In the early experiments it looked like the virus called VP882 was doing something that should be impossible for a thing that is not a bacterium, and not technically even alive: intercepting molecular messages exchanged by its host bacteria, and reading them to determine the best time to annihilate the whole bacterial colony. “As scientists, this is just unimaginable to us,” says Bonnie Bassler, a molecular biologist at Princeton University. “We were delighted and skeptical at the same time. It was almost too good to be true.”
Not only did it turn out to be true for VP882; Bassler learned there is a family of bacteria-infecting viruses (a subgroup of a kind called bacteriophages, or just “phages”) that eavesdrop on their hosts’ routine molecular communications with other bacteria. That means VP882’s kill trigger could be easily manipulated to target any bacteria, Bassler says—opening the possibility that the virus could be engineered into an ideal killing machine for dangerous pathogens.
In 2009 scientists in Taiwan first found VP882 in a bacterium related to cholera. The bacterium “probably made someone sick,” Bassler says, and in investigating the illness, “researchers came across the virus. They sequenced it and dropped it in a [DNA] repository.” When Bassler’s graduate student Justin Silpe came across the virus in that database, he had been looking for a gene that encodes a receptor for a particular molecule called DPO. Cholera and related bacteria utilize this molecule for something called “quorum sensing”—a kind of chemical “speech” that bacteria use to figure out how many of their own kind are nearby.
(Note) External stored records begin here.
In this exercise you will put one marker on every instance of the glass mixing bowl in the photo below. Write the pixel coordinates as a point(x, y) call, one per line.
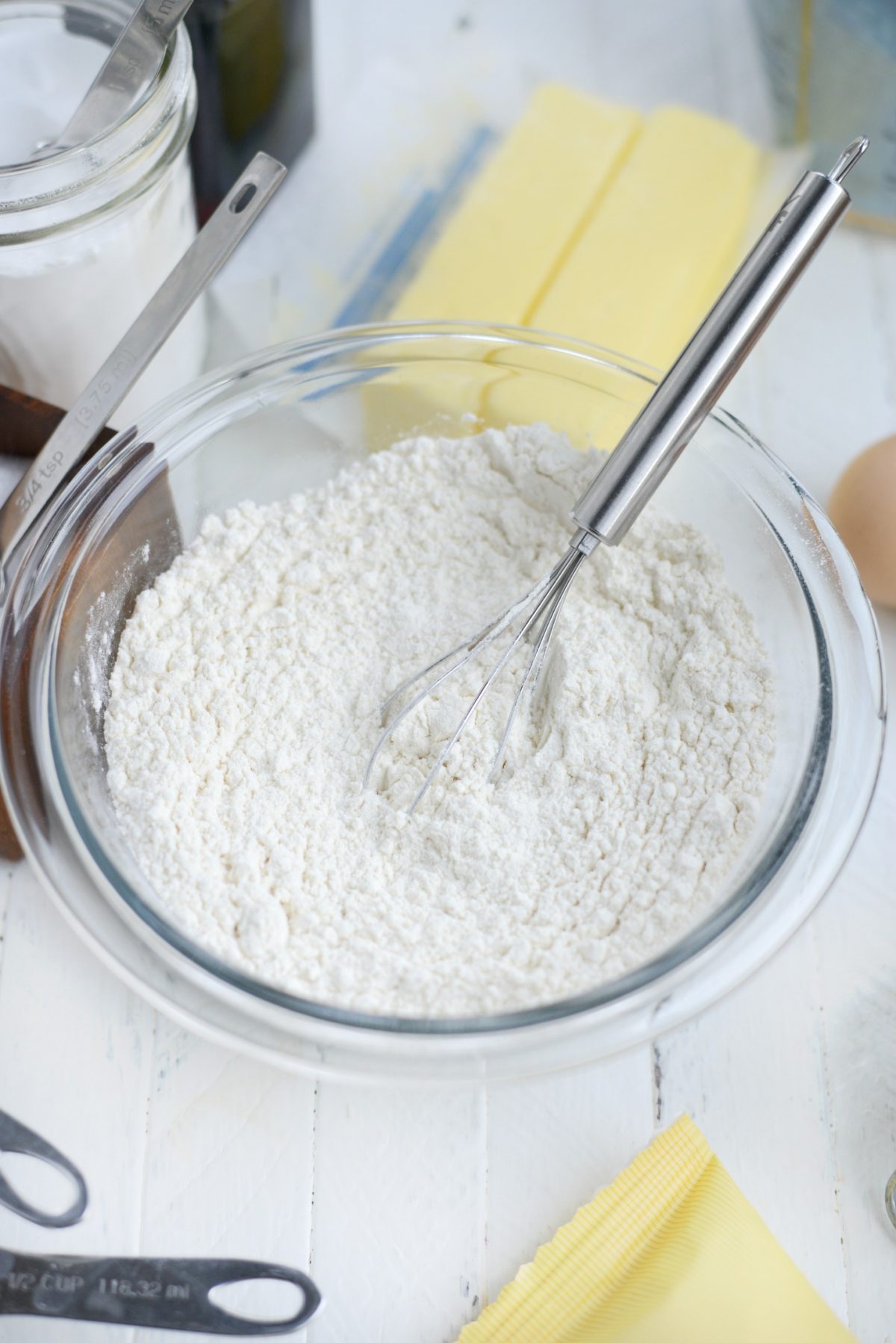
point(289, 418)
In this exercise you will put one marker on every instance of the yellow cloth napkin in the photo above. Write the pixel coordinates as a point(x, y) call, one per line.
point(671, 1252)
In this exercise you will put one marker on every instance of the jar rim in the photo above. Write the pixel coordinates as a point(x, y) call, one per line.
point(62, 178)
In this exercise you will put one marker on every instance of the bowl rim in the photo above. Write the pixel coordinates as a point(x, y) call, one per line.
point(699, 946)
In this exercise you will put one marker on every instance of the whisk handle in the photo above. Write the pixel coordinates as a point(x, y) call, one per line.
point(715, 352)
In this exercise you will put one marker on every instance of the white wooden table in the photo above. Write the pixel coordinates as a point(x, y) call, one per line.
point(411, 1209)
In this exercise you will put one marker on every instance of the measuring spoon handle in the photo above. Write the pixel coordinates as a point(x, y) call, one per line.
point(104, 394)
point(131, 63)
point(163, 1294)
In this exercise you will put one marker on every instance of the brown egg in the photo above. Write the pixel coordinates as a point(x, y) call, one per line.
point(862, 508)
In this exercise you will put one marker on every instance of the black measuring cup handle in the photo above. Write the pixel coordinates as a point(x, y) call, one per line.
point(18, 1138)
point(164, 1294)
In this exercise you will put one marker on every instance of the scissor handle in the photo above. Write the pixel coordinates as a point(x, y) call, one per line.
point(19, 1138)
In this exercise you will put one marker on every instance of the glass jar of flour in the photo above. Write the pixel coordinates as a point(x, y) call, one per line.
point(87, 234)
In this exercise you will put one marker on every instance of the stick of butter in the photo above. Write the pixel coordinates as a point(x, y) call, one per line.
point(653, 255)
point(501, 249)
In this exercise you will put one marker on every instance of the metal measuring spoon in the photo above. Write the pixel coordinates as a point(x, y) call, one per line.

When a host detects a high concentration of quorum-sensing molecules in its environment, it is as if the bacteria are hearing a high volume of chatter in a room. “This tells them they have enough neighbors around to do collective behavior”—such as causing disease—Bassler says. She and Silpe had hoped to find the DPO receptor in other kinds of bacteria than cholera. Instead, it showed up in VP882. “Quorum sensing is supposed to be about bacteria. But here it was on a viral genome,” she notes. “We were like, ‘What is that virus doing?’”
When they conducted experiments with VP882, Silpe noticed that when it was in a cholera colony without DPO, the phage and the bacteria coexisted peacefully. But “we clearly noticed that where we added DPO, the cells died,” he says. “That was a clear indication the phage was killing them.” To confirm the quorum-sensing signal was indeed the kill trigger, Silpe mutated the DPO receptor on VP882—and showed the mutated phages did not kill.
This told the duo the virus tunes into the quorum-sensing information and uses it to figure out how many potential victims are around. If the virus senses enough DPO, it means a buffet is nearby; that signals VP882 to start destroying its host bacterium and sending copies of itself careening into the colony. Otherwise VP882 lies quietly and waits for the bacteria to reproduce. “It’s a wonderful and insidious strategy,” Bassler says. “It allows the phage to optimally find its next victim.” The team published their results in Cell Thursday.